Great House is an unusual novel that makes considerable demands of the reader. The book is made up of four loosely connected stories, but I didn’t pick up on that at first. Part I has four chapters — the first part of each story — and felt disjointed, like four unfinished, disconnected works with weak character development. At the close of Part I, I was enormously frustrated. I broke one of my cardinal rules and read some reviews of this book. They inspired me to continue reading, and I’m glad I did. I finished the first story in Part II and was flooded with emotion. The same thing happened with the second, third, and fourth stories. And suddenly the book made sense, and I was reminded of a quote I’d flagged early on:
There are moments when a kind of clarity comes over you, and suddenly you can see through walls to another dimension that you’d forgotten or chosen to ignore in order to continue living with the various illusions that make life, particularly life with other people, possible. (p. 14)
I found myself warming to the characters which include a writer telling her life story, an older man reflecting on his relationship with his adult son, a man who discovers a secret his wife kept from him for years, and the adult children of an antiques dealer. Woven through Great House are themes of exile, loss, and betrayal, all in a Jewish context. It was fascinating, and I kept flagging quotes like this:
What is the point of a religion that turns its back on the subject of what happens when life ends? Having been denied an answer — having been denied an answer while at the same time being cursed as a people who for thousands of years have aroused in others a murderous hate — the Jew has no choice but to live with death every day. To live with it, to set up his house in its shadow, and never to discuss its terms. (p. 175)
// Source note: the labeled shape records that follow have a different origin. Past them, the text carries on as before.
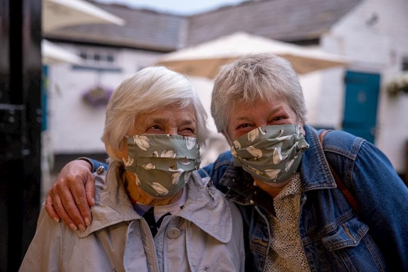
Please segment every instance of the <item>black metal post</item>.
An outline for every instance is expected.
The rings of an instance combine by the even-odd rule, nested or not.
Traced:
[[[0,0],[0,271],[16,271],[40,208],[41,1]]]

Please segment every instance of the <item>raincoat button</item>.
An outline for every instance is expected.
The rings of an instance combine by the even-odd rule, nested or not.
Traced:
[[[175,239],[176,238],[178,238],[178,236],[180,236],[180,230],[173,228],[172,229],[170,229],[167,232],[167,237],[171,239]]]
[[[96,169],[96,174],[101,175],[105,172],[105,168],[103,166],[99,166]]]

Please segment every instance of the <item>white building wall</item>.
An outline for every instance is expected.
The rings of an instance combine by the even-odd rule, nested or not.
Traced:
[[[60,44],[60,46],[79,55],[81,49],[90,46]],[[95,47],[103,51],[104,48]],[[67,64],[54,65],[49,69],[48,129],[53,138],[56,154],[98,153],[105,149],[100,137],[105,122],[106,107],[95,108],[82,98],[87,90],[98,83],[115,88],[125,78],[139,70],[153,64],[161,53],[128,49],[105,48],[113,53],[112,68],[121,72],[73,69]]]
[[[404,170],[404,148],[408,140],[408,97],[390,98],[385,86],[390,78],[401,72],[402,59],[408,57],[407,13],[406,0],[366,0],[321,39],[323,50],[351,60],[348,69],[380,74],[375,143],[399,172]],[[336,77],[336,72],[333,72],[324,77],[322,82],[319,115],[339,124],[344,107],[344,84],[341,88],[333,87],[327,95],[325,93],[327,90],[324,90],[327,86],[332,88],[332,80]],[[337,76],[335,80],[339,79],[341,77]]]

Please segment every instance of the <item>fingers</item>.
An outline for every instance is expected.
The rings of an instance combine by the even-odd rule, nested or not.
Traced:
[[[95,205],[95,178],[92,175],[88,175],[85,183],[85,193],[88,203],[90,206]]]
[[[45,199],[45,210],[48,215],[57,223],[60,222],[60,216],[57,214],[53,204],[53,198],[49,195],[49,190],[48,191],[47,198]]]
[[[83,183],[76,183],[71,184],[70,188],[73,196],[73,198],[75,200],[76,206],[79,209],[81,215],[83,219],[83,222],[85,222],[86,226],[89,226],[89,224],[91,224],[91,221],[92,220],[92,214],[91,213],[89,205],[88,205],[89,200],[88,195],[91,196],[92,200],[93,200],[95,194],[95,179],[93,176],[90,174],[90,174],[87,175],[86,180],[84,183],[85,187],[84,187],[84,184]],[[91,188],[91,189],[89,189],[89,192],[86,192],[88,187]],[[67,199],[67,200],[68,201],[68,200]],[[63,203],[64,203],[63,200]],[[93,203],[92,205],[93,204]],[[91,203],[89,203],[89,205],[91,205]],[[73,213],[72,214],[70,212],[70,209],[67,209],[67,211],[70,217],[73,219],[75,222],[77,222],[76,220],[75,219],[77,216],[77,213],[76,213],[76,211],[75,211],[74,209],[73,210]]]
[[[59,214],[60,217],[62,219],[62,221],[69,226],[73,230],[76,230],[78,227],[75,225],[74,222],[71,219],[68,214],[65,211],[63,205],[61,201],[59,196],[58,194],[53,194],[52,196],[53,199],[53,203],[54,203],[54,207],[56,211]]]
[[[53,186],[54,191],[58,192],[58,194],[55,193],[52,195],[54,202],[54,208],[61,219],[71,229],[74,229],[70,225],[72,224],[75,228],[78,227],[80,230],[84,230],[85,229],[86,224],[77,206],[76,200],[83,205],[84,202],[87,206],[88,204],[85,198],[82,198],[82,200],[81,197],[78,196],[74,199],[72,195],[73,193],[70,188],[64,184],[64,182],[57,182]],[[83,195],[85,196],[83,185],[81,183],[80,185],[82,186]],[[75,192],[74,189],[73,192]],[[90,213],[90,211],[89,213]]]

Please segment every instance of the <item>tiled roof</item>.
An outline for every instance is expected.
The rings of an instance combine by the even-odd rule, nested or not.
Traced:
[[[89,0],[88,0],[89,1]],[[236,32],[284,41],[318,38],[362,0],[252,0],[190,17],[92,2],[124,26],[59,29],[45,38],[170,51]]]
[[[45,37],[164,51],[178,49],[185,41],[186,17],[122,5],[92,4],[123,19],[125,24],[70,26],[47,33]]]
[[[259,0],[189,18],[188,45],[237,31],[285,41],[318,38],[361,0]]]

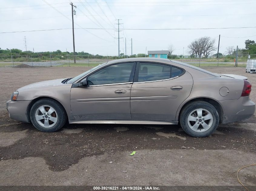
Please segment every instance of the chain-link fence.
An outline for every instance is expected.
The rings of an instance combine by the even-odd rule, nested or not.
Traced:
[[[251,59],[256,59],[256,55],[251,55]],[[238,67],[245,67],[248,55],[238,55]],[[101,56],[89,55],[75,56],[74,63],[73,55],[0,55],[0,67],[93,67],[110,60],[125,58],[148,57],[148,55],[121,56]],[[236,56],[229,55],[208,56],[207,57],[194,55],[168,55],[168,59],[177,60],[198,67],[226,66],[234,65]]]

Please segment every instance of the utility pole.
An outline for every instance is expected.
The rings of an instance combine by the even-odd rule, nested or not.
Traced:
[[[220,47],[220,39],[221,38],[221,35],[220,34],[219,36],[219,45],[218,45],[218,65],[217,66],[219,66],[219,48]]]
[[[12,49],[10,49],[10,50],[11,50],[11,57],[12,58],[12,65],[14,67],[14,64],[13,63],[13,60],[12,60]]]
[[[75,63],[75,35],[74,34],[74,16],[73,15],[73,11],[75,11],[75,10],[73,10],[73,7],[75,7],[76,8],[76,6],[73,5],[73,3],[72,2],[69,4],[71,5],[71,8],[72,9],[72,28],[73,30],[73,48],[74,48],[74,63]]]
[[[236,62],[235,64],[235,66],[237,67],[237,59],[238,59],[238,46],[236,46]]]
[[[132,55],[132,38],[131,38],[131,55]]]
[[[25,46],[26,47],[26,51],[27,51],[27,42],[26,41],[26,37],[25,37]]]
[[[182,54],[182,60],[181,62],[183,62],[183,57],[184,56],[184,47],[183,47],[183,53]]]
[[[116,21],[118,21],[118,23],[116,23],[115,24],[118,24],[118,30],[116,30],[116,31],[117,31],[118,32],[118,38],[118,38],[118,57],[120,57],[120,42],[119,42],[119,39],[120,38],[120,38],[119,37],[119,32],[120,31],[123,31],[122,30],[119,30],[119,25],[121,24],[123,24],[123,23],[119,23],[119,21],[121,21],[122,19],[116,19]]]

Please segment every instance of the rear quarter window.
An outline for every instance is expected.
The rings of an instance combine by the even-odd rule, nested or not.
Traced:
[[[183,73],[184,72],[184,71],[182,69],[174,66],[172,66],[171,74],[171,77],[172,78],[176,76],[179,76]]]

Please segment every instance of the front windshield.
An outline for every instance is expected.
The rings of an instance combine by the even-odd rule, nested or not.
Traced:
[[[80,79],[80,78],[82,78],[84,76],[85,76],[85,75],[86,75],[86,74],[87,74],[89,73],[90,72],[92,71],[93,71],[93,70],[94,70],[96,69],[97,68],[99,67],[100,66],[101,66],[102,65],[103,65],[104,64],[105,64],[107,62],[105,62],[105,63],[103,63],[103,64],[100,64],[99,65],[97,66],[96,67],[95,67],[93,68],[92,68],[91,69],[90,69],[89,70],[88,70],[87,71],[86,71],[86,72],[84,72],[82,74],[80,74],[80,75],[78,75],[77,76],[76,76],[75,77],[73,78],[72,78],[70,79],[70,80],[68,80],[68,81],[67,82],[67,84],[73,84],[78,79]]]

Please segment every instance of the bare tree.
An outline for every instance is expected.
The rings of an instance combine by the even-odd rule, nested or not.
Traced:
[[[171,44],[168,46],[168,50],[169,51],[169,55],[171,55],[172,53],[174,51],[175,49],[174,49],[174,46],[172,44]]]
[[[207,57],[211,52],[216,50],[215,44],[215,39],[209,37],[201,37],[196,39],[188,46],[188,52],[191,55],[195,55],[196,58],[198,55],[201,58],[202,55]]]
[[[228,46],[226,48],[226,49],[227,50],[227,51],[226,51],[227,54],[228,55],[231,55],[232,54],[234,51],[234,47],[233,46]]]

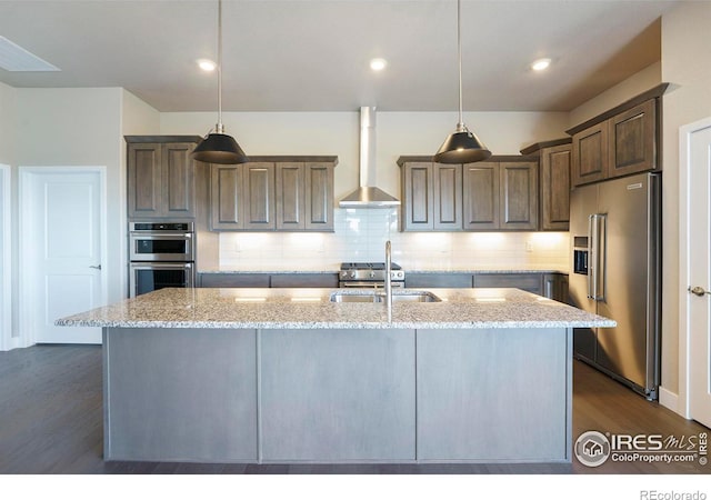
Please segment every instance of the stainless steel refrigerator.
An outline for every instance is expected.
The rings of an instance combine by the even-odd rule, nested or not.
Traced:
[[[575,329],[573,352],[650,400],[658,398],[661,176],[575,188],[570,200],[571,303],[618,322]]]

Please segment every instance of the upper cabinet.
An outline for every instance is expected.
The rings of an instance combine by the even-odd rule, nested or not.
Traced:
[[[333,230],[333,163],[277,163],[277,229]]]
[[[333,231],[336,157],[251,157],[211,166],[211,229]]]
[[[568,231],[570,223],[570,138],[539,142],[521,150],[539,157],[539,229]]]
[[[491,157],[441,164],[400,157],[401,231],[495,231],[538,228],[538,161]]]
[[[192,136],[127,136],[128,217],[194,218]]]
[[[461,231],[461,166],[411,161],[401,168],[401,230]]]
[[[661,96],[667,87],[662,83],[568,130],[573,186],[661,170]]]

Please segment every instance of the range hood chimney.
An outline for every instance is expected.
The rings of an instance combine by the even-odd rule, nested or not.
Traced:
[[[392,208],[400,200],[375,187],[375,108],[360,109],[360,187],[339,201],[341,208]]]

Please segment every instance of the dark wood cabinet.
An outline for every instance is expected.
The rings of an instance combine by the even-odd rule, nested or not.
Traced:
[[[328,162],[277,163],[277,229],[333,230],[333,166]]]
[[[234,164],[210,167],[210,213],[212,230],[244,229],[242,168]]]
[[[469,231],[499,229],[498,162],[467,163],[463,169],[463,227]]]
[[[401,231],[431,231],[434,229],[434,189],[432,162],[403,162],[401,168]]]
[[[570,138],[538,142],[521,150],[521,154],[539,158],[539,229],[568,231],[570,227]]]
[[[333,231],[333,162],[313,161],[306,170],[307,231]]]
[[[492,159],[462,166],[400,157],[401,231],[535,230],[538,159]]]
[[[244,191],[244,229],[277,229],[274,202],[274,163],[250,161],[242,166]]]
[[[401,169],[401,230],[461,231],[461,166],[412,161]]]
[[[650,99],[609,120],[608,178],[654,170],[657,164],[655,100]]]
[[[338,288],[338,272],[201,272],[202,288]]]
[[[212,166],[214,231],[333,231],[336,157],[252,157]]]
[[[572,136],[572,184],[661,170],[661,97],[643,92],[567,132]]]
[[[597,123],[573,136],[573,184],[581,186],[605,178],[608,172],[609,128]]]
[[[432,222],[438,231],[462,230],[462,168],[432,164]]]
[[[199,138],[127,136],[128,217],[194,218]]]
[[[538,229],[538,162],[500,163],[499,229]]]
Towards the end I could see how Nicole Krauss was building a kind of metaphor for the Jewish experience:
if every Jewish memory were put together, every last holy fragment joined up again as one, the House would be built again, said Weisz, or rather a memory of the House so perfect that it would be, in essence, the original itself. Perhaps that is what they mean when they speak of the Messiah: a perfect assemblage of the infinite parts of the Jewish memory. (p. 279)
Well as I said, this book does make demands of the reader. I’m not even sure I understood it all, but I felt rewarded in the end.